Wal-Mart arrests lead to theft ring
Published: Thursday, January 8, 2009 at 6:01 a.m.
Last Modified: Wednesday, January 7, 2009 at 11:14 p.m.
An alert store security officer in Lake City is being credited with helping to crack a major theft ring apparently operating in Florida and Georgia.
The case has even led investigators to a pair of guns stolen from law enforcement officers in Ocala.
Bob Mills, a security officer at the Wal-Mart Supercenter on U.S. 90 in Lake City, was able to figure out how one of 10 teams of thieves stole more than $7,000 in CDs and DVDs.
Lake City Police Lt. Joe Moody said Mills was working Dec. 28 when a man and woman - later identified as 37-year-old Georgia residents Mark Hudson and Donna King - walked into the store separately and did not appear to notice each other. Moody said King was carrying what appeared to be a beach bag or large purse made of fabric.

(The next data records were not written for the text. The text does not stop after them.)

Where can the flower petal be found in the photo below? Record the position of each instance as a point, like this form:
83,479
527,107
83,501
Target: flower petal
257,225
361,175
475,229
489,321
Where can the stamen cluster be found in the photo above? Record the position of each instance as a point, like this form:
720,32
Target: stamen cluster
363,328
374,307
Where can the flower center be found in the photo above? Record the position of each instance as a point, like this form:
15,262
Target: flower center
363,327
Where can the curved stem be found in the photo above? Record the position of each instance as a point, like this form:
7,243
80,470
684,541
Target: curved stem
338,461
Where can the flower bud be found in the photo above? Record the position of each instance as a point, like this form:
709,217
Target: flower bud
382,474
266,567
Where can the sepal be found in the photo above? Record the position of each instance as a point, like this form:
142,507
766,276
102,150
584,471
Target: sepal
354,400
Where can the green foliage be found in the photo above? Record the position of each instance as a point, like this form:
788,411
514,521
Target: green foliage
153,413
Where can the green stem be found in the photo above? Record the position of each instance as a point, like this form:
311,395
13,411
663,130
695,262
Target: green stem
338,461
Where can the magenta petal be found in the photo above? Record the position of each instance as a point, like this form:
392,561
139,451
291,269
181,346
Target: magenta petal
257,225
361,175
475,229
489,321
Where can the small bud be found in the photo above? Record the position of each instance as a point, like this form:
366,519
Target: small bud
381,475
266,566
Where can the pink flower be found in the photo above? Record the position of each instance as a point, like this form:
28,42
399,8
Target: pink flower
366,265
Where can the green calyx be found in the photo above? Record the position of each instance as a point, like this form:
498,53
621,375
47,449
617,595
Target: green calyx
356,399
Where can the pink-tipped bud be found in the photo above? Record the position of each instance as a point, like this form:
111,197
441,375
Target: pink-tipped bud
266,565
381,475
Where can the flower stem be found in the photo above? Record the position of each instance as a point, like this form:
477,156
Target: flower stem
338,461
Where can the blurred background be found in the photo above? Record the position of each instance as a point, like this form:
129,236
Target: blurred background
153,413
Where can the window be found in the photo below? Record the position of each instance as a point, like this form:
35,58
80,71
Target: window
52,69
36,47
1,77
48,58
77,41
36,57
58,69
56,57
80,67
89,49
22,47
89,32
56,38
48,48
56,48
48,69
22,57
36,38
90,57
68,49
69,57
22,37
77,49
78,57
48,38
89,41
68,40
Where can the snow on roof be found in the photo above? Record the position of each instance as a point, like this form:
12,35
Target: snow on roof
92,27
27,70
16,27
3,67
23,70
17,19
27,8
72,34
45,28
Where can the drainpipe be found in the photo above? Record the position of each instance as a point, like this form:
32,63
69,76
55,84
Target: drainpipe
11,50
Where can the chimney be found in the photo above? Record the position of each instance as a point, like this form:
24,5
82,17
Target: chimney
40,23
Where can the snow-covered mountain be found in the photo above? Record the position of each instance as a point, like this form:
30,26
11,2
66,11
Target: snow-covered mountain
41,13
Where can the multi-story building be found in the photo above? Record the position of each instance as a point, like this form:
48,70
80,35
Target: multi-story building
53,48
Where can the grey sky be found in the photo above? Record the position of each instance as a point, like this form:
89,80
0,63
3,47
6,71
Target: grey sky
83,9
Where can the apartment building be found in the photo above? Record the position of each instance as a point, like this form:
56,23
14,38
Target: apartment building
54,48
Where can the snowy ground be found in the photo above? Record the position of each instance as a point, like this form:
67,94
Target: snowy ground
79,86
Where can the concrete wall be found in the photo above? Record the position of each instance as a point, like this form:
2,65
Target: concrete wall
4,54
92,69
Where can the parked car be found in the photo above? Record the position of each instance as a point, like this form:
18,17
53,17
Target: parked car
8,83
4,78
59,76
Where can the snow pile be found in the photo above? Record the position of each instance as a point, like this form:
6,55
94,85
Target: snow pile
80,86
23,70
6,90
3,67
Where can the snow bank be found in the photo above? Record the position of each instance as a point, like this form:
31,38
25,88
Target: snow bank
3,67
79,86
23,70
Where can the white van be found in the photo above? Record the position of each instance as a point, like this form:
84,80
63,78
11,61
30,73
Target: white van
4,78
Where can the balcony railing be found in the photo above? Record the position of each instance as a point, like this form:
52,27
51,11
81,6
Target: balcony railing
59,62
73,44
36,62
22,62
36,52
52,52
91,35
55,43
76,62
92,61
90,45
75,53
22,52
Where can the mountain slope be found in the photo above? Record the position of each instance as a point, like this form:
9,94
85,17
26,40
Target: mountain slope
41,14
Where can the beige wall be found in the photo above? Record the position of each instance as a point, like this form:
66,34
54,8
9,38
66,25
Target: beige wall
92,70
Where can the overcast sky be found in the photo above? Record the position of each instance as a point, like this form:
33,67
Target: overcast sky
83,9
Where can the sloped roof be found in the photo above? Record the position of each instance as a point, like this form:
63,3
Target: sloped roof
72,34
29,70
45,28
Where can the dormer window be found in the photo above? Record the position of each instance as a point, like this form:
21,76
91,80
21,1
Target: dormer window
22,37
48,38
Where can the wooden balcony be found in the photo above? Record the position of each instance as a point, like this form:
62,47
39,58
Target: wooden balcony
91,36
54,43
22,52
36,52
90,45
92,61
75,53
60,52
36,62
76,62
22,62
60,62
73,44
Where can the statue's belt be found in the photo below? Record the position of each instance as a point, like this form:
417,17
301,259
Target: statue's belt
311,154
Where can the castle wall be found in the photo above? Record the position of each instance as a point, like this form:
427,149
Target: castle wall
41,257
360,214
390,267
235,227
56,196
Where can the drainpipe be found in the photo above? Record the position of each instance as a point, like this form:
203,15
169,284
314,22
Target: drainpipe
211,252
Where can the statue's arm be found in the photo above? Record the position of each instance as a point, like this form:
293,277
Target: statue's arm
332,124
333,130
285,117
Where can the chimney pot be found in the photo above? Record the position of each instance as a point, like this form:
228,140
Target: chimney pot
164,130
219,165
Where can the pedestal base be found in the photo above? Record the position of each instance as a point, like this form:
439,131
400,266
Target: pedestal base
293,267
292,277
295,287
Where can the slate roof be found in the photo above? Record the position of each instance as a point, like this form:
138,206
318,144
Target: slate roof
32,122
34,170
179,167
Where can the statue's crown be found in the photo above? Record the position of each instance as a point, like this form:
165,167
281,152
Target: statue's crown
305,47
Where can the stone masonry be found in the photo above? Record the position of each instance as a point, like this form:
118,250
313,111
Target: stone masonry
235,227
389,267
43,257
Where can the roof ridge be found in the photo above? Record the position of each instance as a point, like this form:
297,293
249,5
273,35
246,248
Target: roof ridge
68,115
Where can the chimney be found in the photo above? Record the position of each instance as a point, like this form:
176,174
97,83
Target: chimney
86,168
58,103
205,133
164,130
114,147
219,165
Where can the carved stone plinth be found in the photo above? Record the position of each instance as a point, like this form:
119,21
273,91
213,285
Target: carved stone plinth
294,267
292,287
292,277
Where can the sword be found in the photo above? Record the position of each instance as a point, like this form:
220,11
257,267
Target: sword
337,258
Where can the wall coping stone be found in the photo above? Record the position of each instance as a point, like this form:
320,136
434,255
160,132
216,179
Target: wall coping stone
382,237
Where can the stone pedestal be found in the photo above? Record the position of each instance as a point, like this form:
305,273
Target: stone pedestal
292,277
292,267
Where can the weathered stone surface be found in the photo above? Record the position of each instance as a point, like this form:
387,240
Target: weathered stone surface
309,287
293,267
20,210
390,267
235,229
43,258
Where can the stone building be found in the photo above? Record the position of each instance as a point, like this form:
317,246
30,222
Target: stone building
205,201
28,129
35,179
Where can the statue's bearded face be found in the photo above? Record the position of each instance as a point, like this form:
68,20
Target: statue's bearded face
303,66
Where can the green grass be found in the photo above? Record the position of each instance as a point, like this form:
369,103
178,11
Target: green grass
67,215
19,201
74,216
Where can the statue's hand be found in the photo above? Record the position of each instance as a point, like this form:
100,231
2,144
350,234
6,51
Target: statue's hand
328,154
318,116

"She would load that thing down, and it could hold several hundred DVDs or CDs," Moody said.
Police say that, while Hudson was paying for one CD or DVD, King would begin to make her way to the exit. The couple reportedly walked out the door at the same time and the security devices attached to the items in King's purse would set off the alarm, according to police.
"So he [Hudson] would turn around and say it was him - that he had just bought the CD or DVD and he would walk back in and have it deactivated," Moody said.

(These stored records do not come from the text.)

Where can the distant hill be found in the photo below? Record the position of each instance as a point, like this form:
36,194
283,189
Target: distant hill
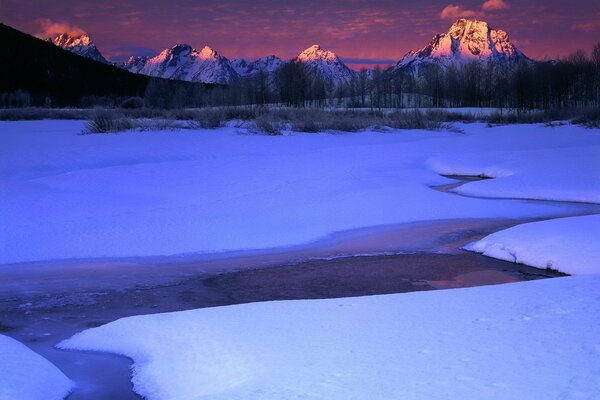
45,70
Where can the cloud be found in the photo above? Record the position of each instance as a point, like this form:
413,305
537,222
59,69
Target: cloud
51,28
492,5
452,11
587,27
369,61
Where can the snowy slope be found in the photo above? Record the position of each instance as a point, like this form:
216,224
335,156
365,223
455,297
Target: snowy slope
326,64
81,44
466,40
159,193
528,341
135,64
185,63
266,65
567,244
25,375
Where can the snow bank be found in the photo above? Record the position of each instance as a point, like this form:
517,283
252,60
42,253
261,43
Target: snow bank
539,163
67,195
569,245
25,375
532,340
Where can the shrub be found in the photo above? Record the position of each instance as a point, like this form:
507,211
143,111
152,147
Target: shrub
209,118
104,121
132,103
269,124
589,119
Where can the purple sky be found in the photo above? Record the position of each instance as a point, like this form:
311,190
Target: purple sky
361,32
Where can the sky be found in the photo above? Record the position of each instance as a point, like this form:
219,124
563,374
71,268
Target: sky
362,32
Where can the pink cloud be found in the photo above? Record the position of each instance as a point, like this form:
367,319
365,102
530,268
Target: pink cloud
492,5
51,28
452,11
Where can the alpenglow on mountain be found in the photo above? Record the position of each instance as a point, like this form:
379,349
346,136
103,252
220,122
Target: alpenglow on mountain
81,44
185,63
326,64
466,40
267,65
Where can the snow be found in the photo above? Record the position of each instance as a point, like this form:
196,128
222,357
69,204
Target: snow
465,41
67,195
186,63
569,245
532,340
26,375
327,64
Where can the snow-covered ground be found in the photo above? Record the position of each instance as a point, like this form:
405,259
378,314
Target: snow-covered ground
66,195
569,245
532,340
25,375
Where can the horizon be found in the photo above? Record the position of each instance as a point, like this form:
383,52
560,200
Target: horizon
363,33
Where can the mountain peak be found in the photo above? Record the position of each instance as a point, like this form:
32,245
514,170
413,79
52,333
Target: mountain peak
65,40
465,40
326,64
78,44
208,53
315,52
186,63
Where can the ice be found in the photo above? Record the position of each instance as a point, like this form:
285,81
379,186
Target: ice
67,195
532,340
25,375
569,245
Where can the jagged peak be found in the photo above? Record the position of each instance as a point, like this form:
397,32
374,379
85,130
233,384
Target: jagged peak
69,40
466,39
315,52
208,52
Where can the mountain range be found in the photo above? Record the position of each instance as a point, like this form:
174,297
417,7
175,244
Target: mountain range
465,41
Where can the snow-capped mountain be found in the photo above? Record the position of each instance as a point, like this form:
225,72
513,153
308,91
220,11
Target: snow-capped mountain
240,66
327,64
466,40
135,64
267,65
82,45
185,63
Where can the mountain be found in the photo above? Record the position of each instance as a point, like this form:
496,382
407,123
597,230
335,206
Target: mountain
466,40
185,63
81,45
267,65
51,75
45,70
326,64
135,64
240,65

Police said that shortly after the pair left the store, Mills noticed a lot of merchandise missing. When the couple walked back into the store about 20 minutes later, Mills was watching them, Moody said.
"They probably came right back because they thought it was so easy the first time," Moody said. "Now we know Bob Mills and that, when he calls, there's something going on, so when they walked out the second time, we were all over them. He's the reason why we got them."

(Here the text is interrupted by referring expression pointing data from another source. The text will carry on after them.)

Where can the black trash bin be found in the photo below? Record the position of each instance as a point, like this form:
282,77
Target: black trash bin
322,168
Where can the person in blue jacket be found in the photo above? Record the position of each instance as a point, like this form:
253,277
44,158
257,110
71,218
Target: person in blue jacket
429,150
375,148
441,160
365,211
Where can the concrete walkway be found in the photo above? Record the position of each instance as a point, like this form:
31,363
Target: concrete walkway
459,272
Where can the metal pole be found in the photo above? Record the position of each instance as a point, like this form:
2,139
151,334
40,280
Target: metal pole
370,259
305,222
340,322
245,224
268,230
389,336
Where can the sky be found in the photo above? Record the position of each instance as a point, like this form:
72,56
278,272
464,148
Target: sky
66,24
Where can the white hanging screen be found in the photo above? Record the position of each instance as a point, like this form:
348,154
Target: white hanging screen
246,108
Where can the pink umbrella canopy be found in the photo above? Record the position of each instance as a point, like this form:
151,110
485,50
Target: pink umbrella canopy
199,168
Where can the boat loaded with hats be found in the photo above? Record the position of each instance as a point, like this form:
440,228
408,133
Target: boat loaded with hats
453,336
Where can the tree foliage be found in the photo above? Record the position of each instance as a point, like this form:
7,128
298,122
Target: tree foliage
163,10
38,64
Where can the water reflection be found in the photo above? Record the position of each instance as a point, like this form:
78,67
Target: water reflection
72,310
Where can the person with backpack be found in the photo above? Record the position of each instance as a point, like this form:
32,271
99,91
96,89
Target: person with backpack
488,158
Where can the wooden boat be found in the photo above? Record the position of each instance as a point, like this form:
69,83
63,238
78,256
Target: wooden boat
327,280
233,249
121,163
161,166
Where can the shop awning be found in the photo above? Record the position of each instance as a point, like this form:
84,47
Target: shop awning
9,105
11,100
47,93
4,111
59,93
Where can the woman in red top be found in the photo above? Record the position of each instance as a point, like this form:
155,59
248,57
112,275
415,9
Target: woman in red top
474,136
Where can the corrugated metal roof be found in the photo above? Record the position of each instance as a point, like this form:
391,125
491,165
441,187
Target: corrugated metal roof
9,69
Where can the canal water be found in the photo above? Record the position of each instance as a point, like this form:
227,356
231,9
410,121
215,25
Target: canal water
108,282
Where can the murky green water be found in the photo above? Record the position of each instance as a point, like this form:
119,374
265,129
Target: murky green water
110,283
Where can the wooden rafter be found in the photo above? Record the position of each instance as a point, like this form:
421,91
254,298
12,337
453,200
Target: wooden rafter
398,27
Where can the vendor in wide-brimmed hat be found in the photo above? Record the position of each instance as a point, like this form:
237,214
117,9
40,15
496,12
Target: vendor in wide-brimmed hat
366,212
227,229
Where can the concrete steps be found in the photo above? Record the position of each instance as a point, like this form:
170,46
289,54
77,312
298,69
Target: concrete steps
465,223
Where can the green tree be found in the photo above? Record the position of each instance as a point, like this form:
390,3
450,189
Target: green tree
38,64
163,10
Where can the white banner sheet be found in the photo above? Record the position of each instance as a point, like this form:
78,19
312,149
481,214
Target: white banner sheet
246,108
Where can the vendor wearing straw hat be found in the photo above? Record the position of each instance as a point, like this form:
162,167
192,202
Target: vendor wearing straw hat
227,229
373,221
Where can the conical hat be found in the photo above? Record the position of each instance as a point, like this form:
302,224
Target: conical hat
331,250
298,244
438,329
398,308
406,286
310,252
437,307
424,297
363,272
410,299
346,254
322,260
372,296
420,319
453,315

The arrests of Hudson and King on grand theft charges led police to what they say is a large operation that quickly became a federal criminal case.
Moody said that by Wednesday, seven other people had been arrested and officers had seized $20,000 in cash, $100,000 in apparently stolen merchandise, six vehicles and four stolen guns, including two stolen from law enforcement in Ocala.
"This is a big ring," Moody said. "There are 10 teams of two people each, and we have been told that it operates from South Carolina down through Florida. These teams would meet periodically with the leaders of the schemes in Tampa or Orlando or Ocala."
Moody said that, in addition to stealing from stores, the couples pose as husbands and wives and go doctor-shopping - making appointments with doctors and faking conditions that convince doctors to prescribe narcotics, which are then sold.
"It's all about the money," Moody said.